Para Milagros Guadalupe Ramírez Rubio, continuar con una carrera universitaria no siempre fue una posibilidad segura.

A sus 19 años, estudia Ingeniería en Industrias Alimentarias en el Instituto tecnológico del valle del yaqui y vive con focomelia, una condición congénita que afecta el desarrollo de las extremidades. A las dificultades que esto representa se sumaba otra preocupación: el dinero necesario para mantenerse en la universidad.

Fue entonces cuando llegó a su vida El Valor de Educar, programa de Constellation Brands que, además de brindarle un apoyo económico, terminó convirtiéndose para ella en un espacio para ganar confianza y descubrir que podía aspirar a mucho más.

“Me ha ayudado a mejorar la percepción que tengo de mí misma, lo que quiero lograr a futuro, cómo quiero que las demás personas me vean, cómo los quiero ayudar, cómo quiero ser líder en mi comunidad y además, pues obviamente el lado económico con la escuela, porque si yo no hubiese tenido el programa, yo probablemente no estuviera estudiando. Sí es difícil porque pues vengo de un hogar donde el único sustento era mi abuelo.

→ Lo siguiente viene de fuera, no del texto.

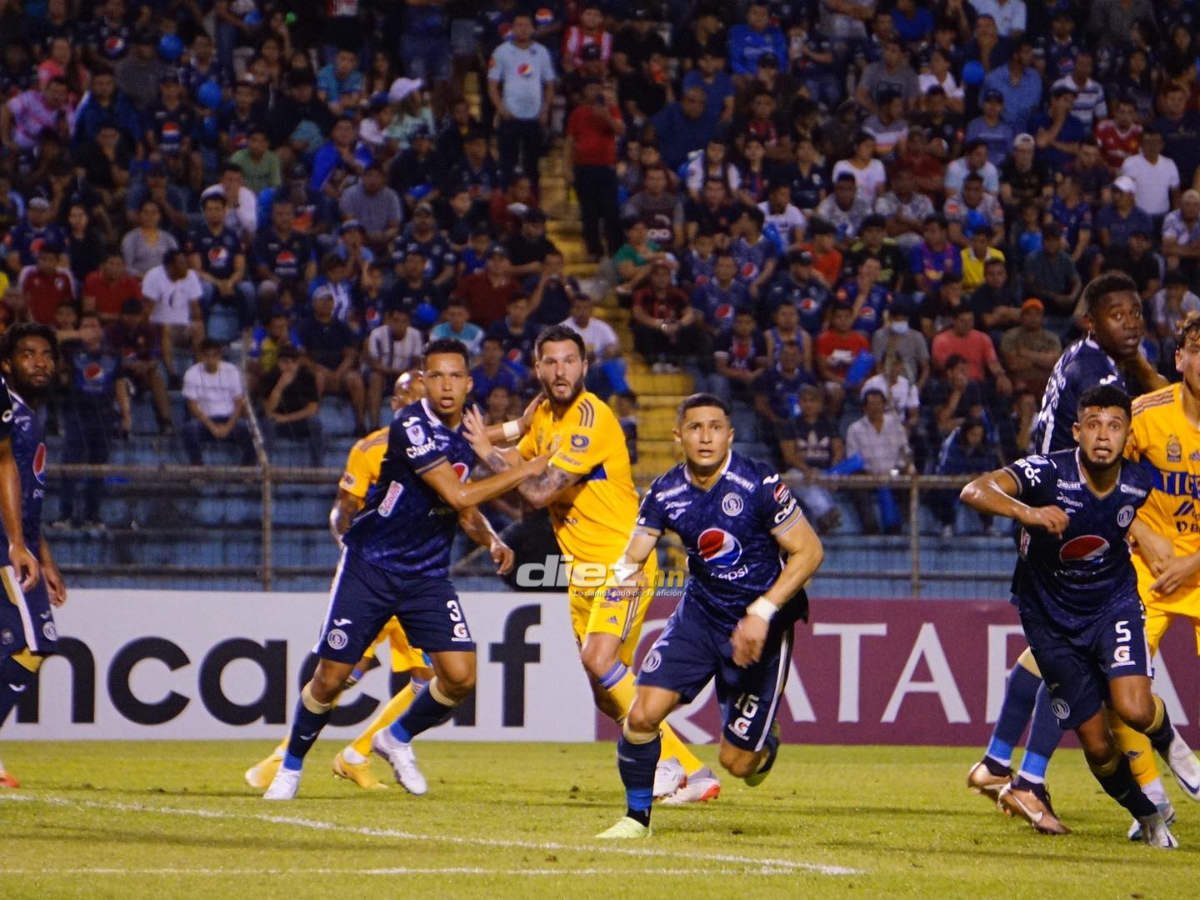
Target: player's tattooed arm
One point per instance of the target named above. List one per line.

Él es jornalero, trabajaba de seis a seis de la mañana en las tierras, entonces mi abuelita enferma, era muy difícil, la verdad”

Milagros cuenta que ser parte del programa le ha ayudado a dejar atrás el miedo y la vergüenza, a mostrarse tal como es y, sobre todo, a creer más en ella misma.

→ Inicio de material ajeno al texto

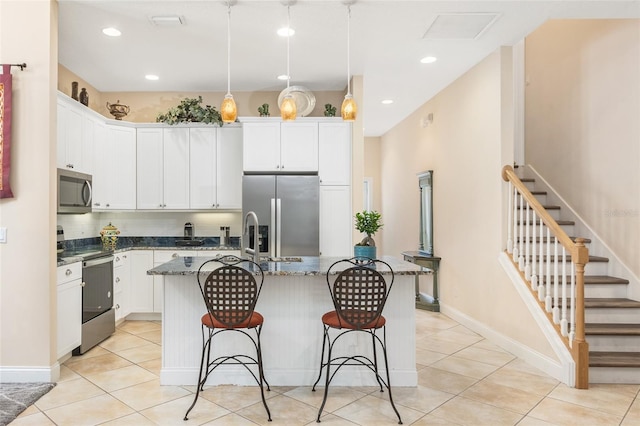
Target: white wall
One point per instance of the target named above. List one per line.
(27, 260)
(583, 123)
(466, 145)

“que las personas me vean y se sientan motivadas conmigo, con mi ejemplo y que quizás en algún futuro tenderles la mano a las personas que están en situaciones como la mía. Muchas gracias y que lo sigan haciendo. La verdad que es un programa excelente, lo están haciendo muy bien y que ojalá puedan seguir ayudando cada vez a más jóvenes”

Pero el programa busca que el apoyo no se quede únicamente en una beca económica.

Nina Ilse Mayagoitia García, vicepresidenta de Comunicación y Responsabilidad Social de Constellation Brands, explicó que la intención es acompañar a los jóvenes durante su trayectoria y brindarles herramientas que les permitan enfrentar los cambios que ya están transformando el mundo.

“El día de hoy, en el estado de Sonora, va el sexto año de cumplimiento del programa, tenemos 3,000 estudiantes beneficiados y nueve instituciones educativas aliadas. Entonces creo que la red ya se empieza a construir”

“Yo te diría que el programa lo que ha generado son una serie de herramientas holísticas que les permiten el desarrollo del aprendizaje, ¿no? Porque más allá de que lo que ya les ofrecen en las instituciones aliadas desde el punto de vista de enseñanza técnica, ¿no?, de lo que es la materia a lo que sea que se quieran dedicar, todo el acompañamiento del desarrollo personal, del desarrollo de habilidades blandas que se generan a través de los talleres y de los cursos paralelos que se les dan, eso creo que complementa el proceso de aprendizaje de los jóvenes”

Y mientras cientos de jóvenes comienzan un nuevo ciclo con este respaldo, Milagros ya tiene claro algo: la oportunidad de estudiar también puede convertirse en la oportunidad de aprender a creer en uno mismo.